Composting Made Easy With Bokashi

Composting Made Easy With Bokashi
Composting Made Easy With Bokashi
Fr. Richie gomez of the ministries of sacred heart

The Cravings Group (TCG) which is in the restaurant business has partnered with a religious group to promote a practical way of converting household wastes into organic fertilizer right at home.

The company, headed by Ms. Annie Guerrero, has partnered with The Missionaries of the Sacred Heart headed by Fr. Richie Gomez, MSC and Sr. Sonia Silverio SNDS to promote the use of the Bokashi technology among households nationwide.

The Bokashi technology was developed by the Japanese and practiced widely not only in Japan but also in Korea. It is a technique that is easy and costs little to adopt, especially now that the Bokashi Bin and Mix is available in the Philippines, manufactured and distributed by communities authorized by the Missionaries of the Sacred Heart.

The household wastes are placed in an airtight bin where they are fermented by beneficial microorganisms. Because the bin is tightly closed, no flies and other pests will contaminate the materials being composted. In two weeks, the materials will be fully composted and can already be used as fertilizer.

Here’s from the handout of The Cravings Group: “To make your own bokashi, you need the following: bucket or drum with lid plus a perforated catchment inside to filter soil and a drain faucet at the bottom, a starter bokashi mix (composed of a combination of burnt rice hull, rice bran, copra, etc.), bokashi juice (contains beneficial microorganisms) and organic waste matter (any kitchen waste – raw, cooked and even meat and liquids).”

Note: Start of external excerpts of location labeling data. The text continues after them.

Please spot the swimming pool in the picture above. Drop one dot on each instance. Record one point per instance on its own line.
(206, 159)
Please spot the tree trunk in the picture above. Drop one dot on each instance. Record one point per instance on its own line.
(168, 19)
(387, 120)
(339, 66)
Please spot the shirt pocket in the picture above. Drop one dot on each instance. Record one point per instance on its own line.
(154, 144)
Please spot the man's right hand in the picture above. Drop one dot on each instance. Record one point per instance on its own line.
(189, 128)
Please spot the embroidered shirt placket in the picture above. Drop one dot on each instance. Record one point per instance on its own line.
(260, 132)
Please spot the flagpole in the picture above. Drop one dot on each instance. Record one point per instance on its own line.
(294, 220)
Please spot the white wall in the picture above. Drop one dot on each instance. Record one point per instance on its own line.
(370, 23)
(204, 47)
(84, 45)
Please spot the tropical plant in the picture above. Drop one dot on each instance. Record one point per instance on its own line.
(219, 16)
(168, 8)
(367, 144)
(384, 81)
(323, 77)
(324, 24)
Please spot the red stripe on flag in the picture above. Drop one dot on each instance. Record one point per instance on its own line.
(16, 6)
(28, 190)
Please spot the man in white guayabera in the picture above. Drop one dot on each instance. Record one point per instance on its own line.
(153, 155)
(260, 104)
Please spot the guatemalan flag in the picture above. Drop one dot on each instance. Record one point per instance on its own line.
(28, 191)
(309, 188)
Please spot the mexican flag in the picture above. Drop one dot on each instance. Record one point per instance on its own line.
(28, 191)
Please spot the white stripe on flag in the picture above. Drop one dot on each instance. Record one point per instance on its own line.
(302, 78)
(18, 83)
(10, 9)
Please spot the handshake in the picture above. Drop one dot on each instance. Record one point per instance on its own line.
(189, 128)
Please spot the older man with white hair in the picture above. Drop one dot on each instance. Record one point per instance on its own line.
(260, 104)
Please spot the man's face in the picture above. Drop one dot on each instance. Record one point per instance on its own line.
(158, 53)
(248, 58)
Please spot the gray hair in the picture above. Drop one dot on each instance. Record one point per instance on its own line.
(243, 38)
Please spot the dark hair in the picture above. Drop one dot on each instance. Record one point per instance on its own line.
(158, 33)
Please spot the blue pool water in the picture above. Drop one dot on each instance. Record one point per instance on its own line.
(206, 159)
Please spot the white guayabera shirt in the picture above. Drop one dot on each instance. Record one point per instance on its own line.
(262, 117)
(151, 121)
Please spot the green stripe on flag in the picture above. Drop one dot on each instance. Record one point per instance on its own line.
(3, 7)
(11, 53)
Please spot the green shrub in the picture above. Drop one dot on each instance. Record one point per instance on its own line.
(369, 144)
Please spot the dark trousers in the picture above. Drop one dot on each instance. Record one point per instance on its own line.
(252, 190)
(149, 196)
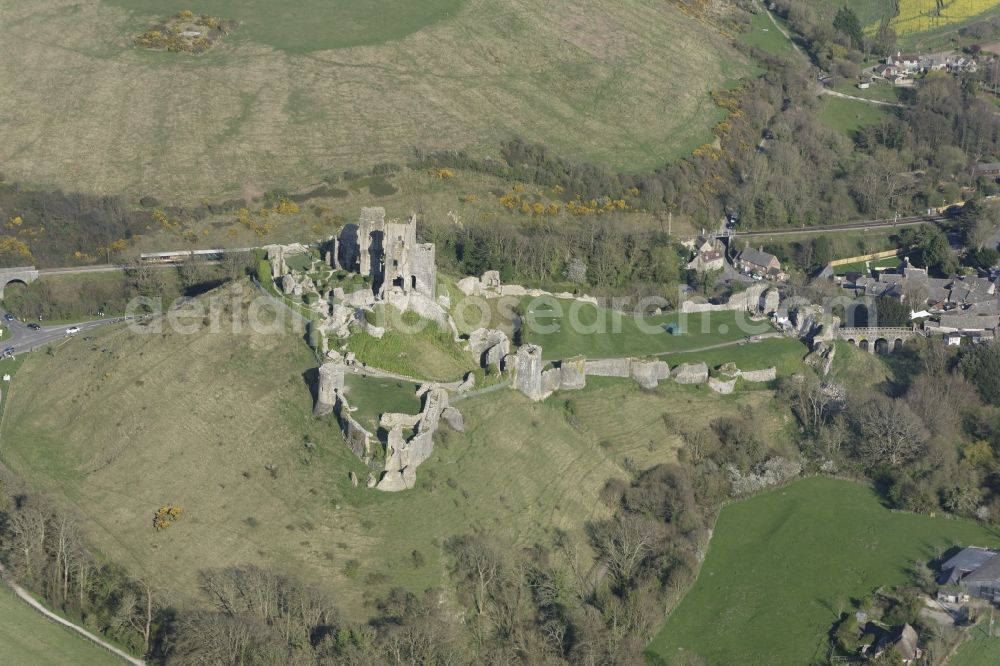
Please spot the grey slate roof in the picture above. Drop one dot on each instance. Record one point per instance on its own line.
(988, 573)
(964, 563)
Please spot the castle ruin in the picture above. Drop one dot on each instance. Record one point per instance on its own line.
(386, 252)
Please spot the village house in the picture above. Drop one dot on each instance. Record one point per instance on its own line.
(758, 262)
(709, 256)
(905, 62)
(973, 572)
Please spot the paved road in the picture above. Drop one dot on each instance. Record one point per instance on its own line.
(24, 339)
(30, 600)
(848, 226)
(874, 102)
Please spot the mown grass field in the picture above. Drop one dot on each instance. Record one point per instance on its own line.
(29, 639)
(567, 328)
(765, 36)
(312, 25)
(286, 101)
(848, 116)
(782, 566)
(118, 425)
(785, 354)
(868, 11)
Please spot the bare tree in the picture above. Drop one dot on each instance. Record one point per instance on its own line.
(136, 609)
(624, 545)
(480, 564)
(889, 432)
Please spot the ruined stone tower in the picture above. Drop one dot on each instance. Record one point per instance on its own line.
(528, 372)
(388, 253)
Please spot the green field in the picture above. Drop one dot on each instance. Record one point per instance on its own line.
(882, 92)
(285, 101)
(311, 25)
(868, 11)
(979, 650)
(600, 333)
(765, 36)
(785, 354)
(372, 396)
(866, 267)
(29, 639)
(218, 423)
(848, 116)
(782, 566)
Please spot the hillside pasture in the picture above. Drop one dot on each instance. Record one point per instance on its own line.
(118, 423)
(311, 25)
(783, 565)
(284, 103)
(980, 649)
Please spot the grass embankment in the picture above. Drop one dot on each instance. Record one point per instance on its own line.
(218, 423)
(332, 86)
(29, 639)
(782, 566)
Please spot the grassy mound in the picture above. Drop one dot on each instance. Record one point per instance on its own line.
(782, 566)
(301, 92)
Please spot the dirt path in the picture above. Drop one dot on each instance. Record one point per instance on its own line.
(778, 27)
(30, 600)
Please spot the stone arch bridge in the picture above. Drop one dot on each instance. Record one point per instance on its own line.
(22, 274)
(878, 340)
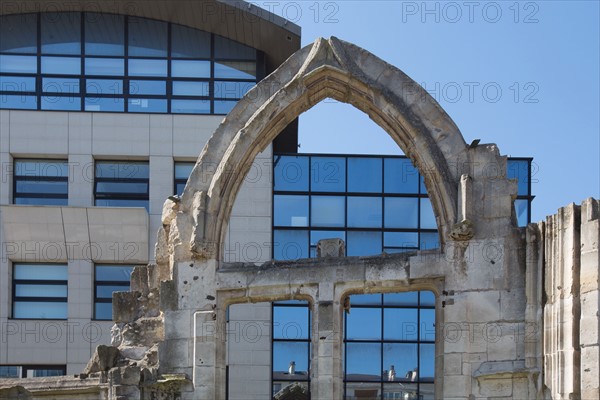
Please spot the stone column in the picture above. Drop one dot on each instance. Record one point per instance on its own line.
(589, 329)
(326, 368)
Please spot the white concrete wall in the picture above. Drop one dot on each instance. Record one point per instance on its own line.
(121, 235)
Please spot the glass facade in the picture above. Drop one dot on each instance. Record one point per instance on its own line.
(88, 61)
(40, 182)
(291, 345)
(122, 184)
(109, 279)
(39, 291)
(389, 346)
(375, 204)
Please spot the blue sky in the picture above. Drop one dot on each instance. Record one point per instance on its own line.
(523, 75)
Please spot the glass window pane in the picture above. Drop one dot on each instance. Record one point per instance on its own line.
(114, 272)
(427, 215)
(147, 67)
(401, 299)
(519, 169)
(183, 170)
(104, 104)
(18, 64)
(232, 90)
(190, 106)
(229, 49)
(40, 310)
(44, 187)
(122, 169)
(427, 298)
(366, 299)
(41, 272)
(291, 173)
(328, 211)
(363, 361)
(61, 33)
(189, 43)
(363, 243)
(364, 212)
(61, 65)
(121, 203)
(364, 175)
(105, 292)
(401, 239)
(429, 240)
(17, 84)
(103, 311)
(104, 34)
(286, 352)
(121, 187)
(105, 66)
(223, 106)
(61, 103)
(18, 102)
(521, 210)
(235, 70)
(290, 323)
(400, 176)
(23, 290)
(147, 38)
(147, 87)
(290, 210)
(18, 33)
(400, 391)
(61, 85)
(400, 324)
(315, 236)
(328, 174)
(46, 201)
(403, 357)
(190, 69)
(401, 212)
(427, 361)
(363, 323)
(427, 325)
(184, 88)
(148, 105)
(104, 86)
(290, 245)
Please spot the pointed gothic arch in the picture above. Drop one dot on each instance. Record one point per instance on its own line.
(329, 68)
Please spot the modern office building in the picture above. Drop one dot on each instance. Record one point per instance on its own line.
(103, 111)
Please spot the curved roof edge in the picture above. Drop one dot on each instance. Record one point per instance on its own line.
(235, 19)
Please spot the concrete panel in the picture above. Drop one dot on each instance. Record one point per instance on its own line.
(190, 133)
(120, 135)
(39, 133)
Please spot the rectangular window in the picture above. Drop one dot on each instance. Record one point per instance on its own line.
(41, 182)
(109, 279)
(40, 291)
(291, 346)
(182, 173)
(390, 346)
(122, 183)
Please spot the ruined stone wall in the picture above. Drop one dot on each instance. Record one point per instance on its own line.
(571, 334)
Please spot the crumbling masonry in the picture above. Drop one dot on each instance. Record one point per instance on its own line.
(517, 312)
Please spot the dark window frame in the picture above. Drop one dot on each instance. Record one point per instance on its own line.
(28, 299)
(82, 97)
(39, 195)
(98, 283)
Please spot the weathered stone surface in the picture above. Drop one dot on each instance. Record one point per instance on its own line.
(104, 358)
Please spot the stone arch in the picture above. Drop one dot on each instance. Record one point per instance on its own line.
(329, 68)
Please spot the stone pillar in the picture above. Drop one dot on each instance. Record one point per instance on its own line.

It goes on: “Start with a handful of bokashi mix and organic waste at about 2 inches high. Mix it well and cover the lid. Spray it with bokashi juice to enhance the fermentation process. Do this layer by layer until the container is filled up. Make sure to close the lid tightly then leave it for 2 weeks. The waste does not degrade since it has transformed into a rich fertilizer.”